In regard to Brinkley there are two books I can highly recommend; Nell Brinkley and the New Woman in the Early 20th Century, McFarland 2001, and the lavish The Brinkley Girls, The Best of Nell Brinkley's Cartoons From 1913-1940, Fantagraphics 2009, both authored by Trina. For Rose O'Neill I can point to Linda Brewster's Rose O'Neill The Girl Who Loved To Draw, Boxing Day Books 2009 while wishing for an even thicker revamp in the future. So nice just to finally see photos of these pioneering women! Sadly I don't know of any equally good books for Ethel Hayes or Gladys Parker, and very sorely wanted they are.
Legends shop at which Trina was signing books had a display of often very lavish reprint books like the Tarpe Mills & Miss Fury, IDW Publishing 2011 one I bought for Trina to autograph. I could easily go into the red on just the old Felix the Cat collections and Eric Shanower Oz adaptations I saw. It's not quite a normal comic shop though, the glowering bizarrely muscled modern superheros were not nearly so prominently displayed as were local cartoonists works and vintage bagged funny books! There is a shop in Seattle over by a Dick's Drive-In that also struck me as more inviting to the general populace, but many are more foreboding and cultish much to the detriment of the form that is losing mass media status. In any case, I left feeling somewhat renewed and optimistic about the 'comic book world'. More Owly please, and less 'Owlman becomes a heroin addict and blows Smirky-villain up with frag grenade', or more Beanworld and less steroid-and-helium-boob-world!

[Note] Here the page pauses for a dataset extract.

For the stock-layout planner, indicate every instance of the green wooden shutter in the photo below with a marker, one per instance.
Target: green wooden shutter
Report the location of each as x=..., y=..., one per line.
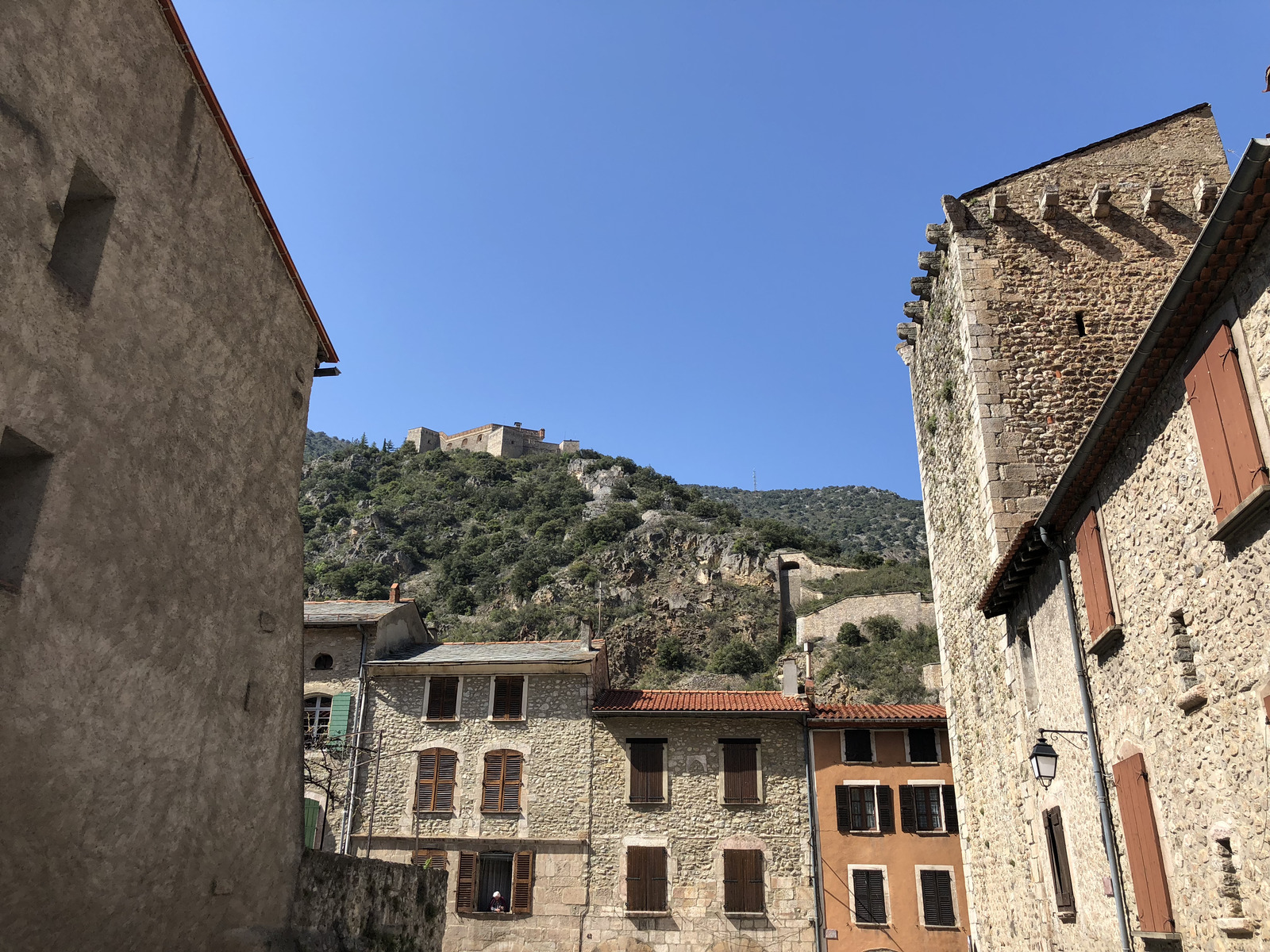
x=338, y=727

Postscript: I once had an early Marvel comic (1949, shown) titled simply Cindy Comics (shown right) and it was filled with some of the most skilled and expressive cartooning I had seen but by an unsigned and possibly still unknown artist (I can rule out Al Jaffee, Dan DeCarlo, Mike Sekowski, and Ken Bald). Trina suggested it could have been Syd Shores, and going buy some of the more realistic art he did at that time I have seen I can almost completely rule him out on this, but other possibilities are Morris Weiss, Earl James or none of these fellows. Trouble is it is very hard to find representative cartoon work by all three. It's possible whoever the mystery artist was they had a connection to Harvey Kurtzman going by the proto Annie Fanny cover art. Again, I sure regret not keeping all my old funny books! I did see the same artist with single also unsigned stories in Patsy Walker comics of the time. I think of them as 'the good Cindy artist'. Patsy Walker is remembered where many other teenage characters are forgotten only because Marvel later made her into a Miss Fury style superheroine (wonder why Millie The Model wasn't similarly recycled). On the slim chance anyone has any examples of teenage strip art by the named cartoonists, or just solid Archie style cartooning from 1945-53 Marvel/Atlas comics, please consider me a fanatic for it.